Think for a second. How many times have we engaged in arguments over inner level attainments from the comfort of our own chairs? And all the while most of cannot even explain—in terms of physiology—how we grow hair on our arms.

I find it completely amazing that we cannot define this universe (which is the emerging context by which we can empirically understand our lives), but geez we most definitely know the ins and out of the astral plane and who resides there.

Materialism is multi-dimensional. The reason it is probably nicer to use that term (versus spirit) is that it tends towards reductionism. It tends towards looking to its primary alphabet.

By positing a materialist position, we look first for the cranes; by positing a spiritualist position, we look first for the sky-hooks. Or in the terminology I have been using: by saying matter first, we look for pretext; by saying spirit first, we look for super-context (usually divorced from any empirical referent)

Now it is correct to look for both pretext and context, but both arise in a relationship in the here and now. Super-contexts (or SPIRIT) is usually too far up the hierarchy to mean anything useful. I could say anything to posit a super-context (Elvis, Sugmad, Anami Purush, God, Jesus, Gumby, etc.), but it would given our grounded lives here mean zip.

Why zip? Because it can stand for anything. Yet matter is the same thing, one might counter? Yes, but it has one advantage: it looks to its predecessors, to its genealogical parents, to its alphabet, to its cranes, to its roots ... And when such is lacking, then and only then can it make the slow climb up.
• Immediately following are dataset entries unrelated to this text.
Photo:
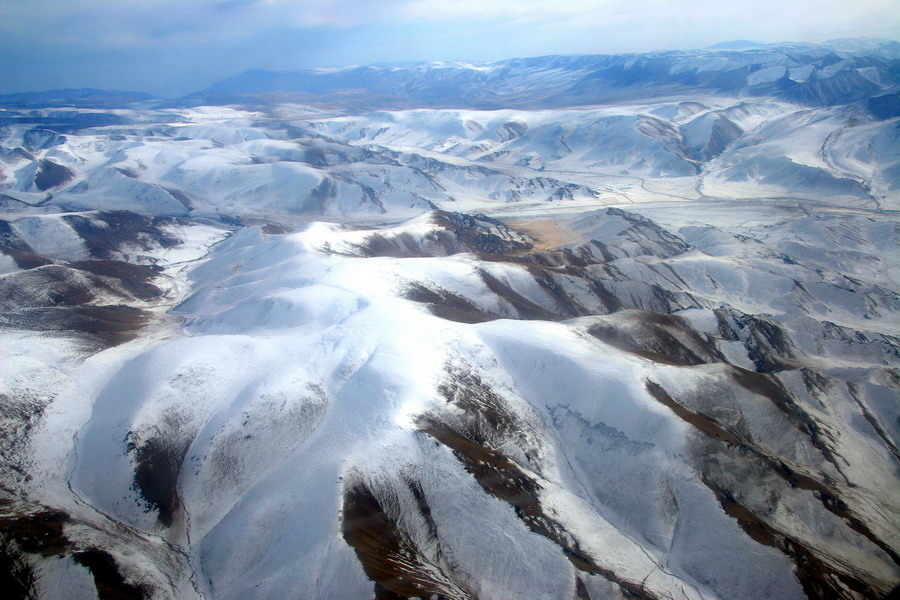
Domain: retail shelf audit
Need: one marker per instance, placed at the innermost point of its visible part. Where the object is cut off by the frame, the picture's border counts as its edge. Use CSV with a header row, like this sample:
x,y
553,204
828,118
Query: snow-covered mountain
x,y
833,73
645,349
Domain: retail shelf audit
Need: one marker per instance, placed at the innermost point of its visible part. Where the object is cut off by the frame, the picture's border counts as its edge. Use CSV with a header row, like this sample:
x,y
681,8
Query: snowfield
x,y
645,350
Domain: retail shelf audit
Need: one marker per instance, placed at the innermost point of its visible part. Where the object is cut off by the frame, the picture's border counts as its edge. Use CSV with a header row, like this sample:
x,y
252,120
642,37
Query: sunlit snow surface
x,y
317,338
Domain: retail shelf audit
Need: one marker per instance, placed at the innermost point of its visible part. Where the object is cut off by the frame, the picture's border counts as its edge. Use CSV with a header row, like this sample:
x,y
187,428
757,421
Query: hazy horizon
x,y
169,49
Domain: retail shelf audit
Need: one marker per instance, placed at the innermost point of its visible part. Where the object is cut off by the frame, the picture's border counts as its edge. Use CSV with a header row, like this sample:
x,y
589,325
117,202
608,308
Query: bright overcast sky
x,y
172,47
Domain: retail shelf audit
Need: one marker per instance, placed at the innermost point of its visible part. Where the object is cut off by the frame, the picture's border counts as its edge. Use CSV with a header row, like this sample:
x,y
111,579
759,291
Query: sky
x,y
173,47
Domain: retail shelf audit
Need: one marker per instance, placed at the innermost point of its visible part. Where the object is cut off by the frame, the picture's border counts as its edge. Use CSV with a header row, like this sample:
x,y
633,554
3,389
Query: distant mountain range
x,y
80,97
833,73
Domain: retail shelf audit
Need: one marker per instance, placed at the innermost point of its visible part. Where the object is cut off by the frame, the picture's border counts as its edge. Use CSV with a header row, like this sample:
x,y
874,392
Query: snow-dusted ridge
x,y
637,351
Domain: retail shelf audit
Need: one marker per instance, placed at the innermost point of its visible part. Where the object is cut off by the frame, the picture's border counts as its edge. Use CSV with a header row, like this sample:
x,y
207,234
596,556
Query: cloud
x,y
111,43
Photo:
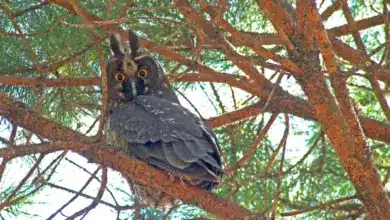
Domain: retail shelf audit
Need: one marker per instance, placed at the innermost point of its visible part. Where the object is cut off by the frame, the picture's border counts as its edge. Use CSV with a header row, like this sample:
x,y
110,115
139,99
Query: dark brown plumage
x,y
147,121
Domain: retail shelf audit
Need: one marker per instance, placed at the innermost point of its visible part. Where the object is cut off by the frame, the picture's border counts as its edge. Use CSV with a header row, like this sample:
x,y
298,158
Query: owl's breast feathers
x,y
167,136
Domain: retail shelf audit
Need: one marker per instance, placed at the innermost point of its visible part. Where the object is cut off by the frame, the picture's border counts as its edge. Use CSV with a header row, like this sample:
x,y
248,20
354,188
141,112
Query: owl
x,y
146,121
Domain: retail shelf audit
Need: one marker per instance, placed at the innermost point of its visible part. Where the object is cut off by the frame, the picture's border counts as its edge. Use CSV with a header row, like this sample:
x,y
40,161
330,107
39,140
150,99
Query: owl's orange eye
x,y
119,77
142,73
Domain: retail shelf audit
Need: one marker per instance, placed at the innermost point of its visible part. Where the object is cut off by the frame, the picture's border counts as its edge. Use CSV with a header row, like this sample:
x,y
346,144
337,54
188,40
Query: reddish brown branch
x,y
321,206
252,148
130,167
75,196
96,200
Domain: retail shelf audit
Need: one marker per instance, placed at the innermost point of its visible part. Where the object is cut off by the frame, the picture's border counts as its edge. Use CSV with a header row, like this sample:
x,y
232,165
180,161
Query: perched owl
x,y
146,121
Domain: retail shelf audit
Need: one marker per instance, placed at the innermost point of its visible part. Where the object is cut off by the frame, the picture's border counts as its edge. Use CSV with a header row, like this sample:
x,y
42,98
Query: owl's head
x,y
131,72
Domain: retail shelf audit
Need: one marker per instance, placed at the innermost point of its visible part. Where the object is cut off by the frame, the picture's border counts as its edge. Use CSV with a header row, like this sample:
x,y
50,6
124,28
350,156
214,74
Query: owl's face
x,y
134,73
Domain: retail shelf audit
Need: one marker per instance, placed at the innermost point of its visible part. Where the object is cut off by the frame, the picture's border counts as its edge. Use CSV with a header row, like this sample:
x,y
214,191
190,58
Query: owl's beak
x,y
119,88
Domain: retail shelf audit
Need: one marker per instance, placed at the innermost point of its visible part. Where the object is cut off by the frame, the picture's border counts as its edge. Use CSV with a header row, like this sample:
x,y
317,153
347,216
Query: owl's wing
x,y
169,137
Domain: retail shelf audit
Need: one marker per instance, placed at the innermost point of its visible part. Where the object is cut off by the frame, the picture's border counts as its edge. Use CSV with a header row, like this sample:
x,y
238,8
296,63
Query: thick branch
x,y
130,167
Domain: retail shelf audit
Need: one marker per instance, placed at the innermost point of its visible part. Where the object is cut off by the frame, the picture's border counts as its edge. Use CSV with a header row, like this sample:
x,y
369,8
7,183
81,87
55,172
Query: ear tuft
x,y
134,43
116,44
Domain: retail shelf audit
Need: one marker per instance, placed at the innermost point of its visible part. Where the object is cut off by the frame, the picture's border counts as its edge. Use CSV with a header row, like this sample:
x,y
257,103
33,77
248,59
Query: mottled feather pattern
x,y
181,143
146,121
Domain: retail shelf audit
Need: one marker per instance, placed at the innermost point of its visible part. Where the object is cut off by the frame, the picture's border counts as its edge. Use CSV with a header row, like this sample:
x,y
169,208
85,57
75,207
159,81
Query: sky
x,y
72,177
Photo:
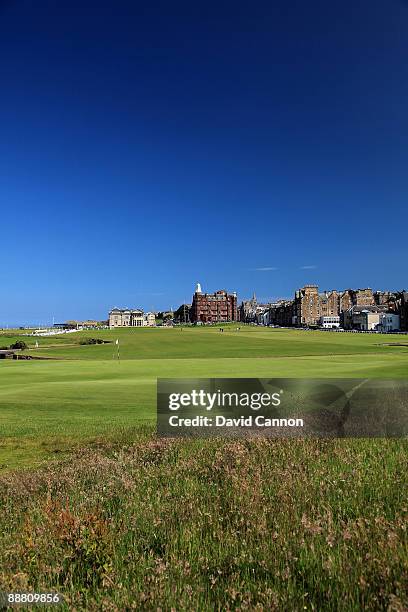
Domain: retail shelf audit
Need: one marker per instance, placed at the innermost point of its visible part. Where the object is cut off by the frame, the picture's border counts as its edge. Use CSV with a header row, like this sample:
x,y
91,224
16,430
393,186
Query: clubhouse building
x,y
127,317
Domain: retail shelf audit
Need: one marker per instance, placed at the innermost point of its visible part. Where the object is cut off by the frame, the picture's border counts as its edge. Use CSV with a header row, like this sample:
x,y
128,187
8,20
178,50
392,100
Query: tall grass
x,y
213,525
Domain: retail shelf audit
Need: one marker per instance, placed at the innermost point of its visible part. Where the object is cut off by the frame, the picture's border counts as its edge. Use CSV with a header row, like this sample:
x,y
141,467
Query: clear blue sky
x,y
252,146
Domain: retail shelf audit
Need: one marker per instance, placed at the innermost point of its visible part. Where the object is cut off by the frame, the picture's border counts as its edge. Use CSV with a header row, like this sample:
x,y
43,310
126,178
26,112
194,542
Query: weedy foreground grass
x,y
212,525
Spirit—we could actually say Infinity instead—is never definable because it is by definition never ascertainable or limited. Matter is about limits or at the least our understanding of how energy/matter interacts at a certain level (our text?).

But matter is not something flat, not something grey. It is absolutely beyond my fullest comprehension. And yet, as Einstein rightly said (he was agnostic and a materialist) “the most incomprehensible thing about the universe is that it is comprehensible.” Thus we may not ultimately know, but we know a little and that little grows by looking to its roots.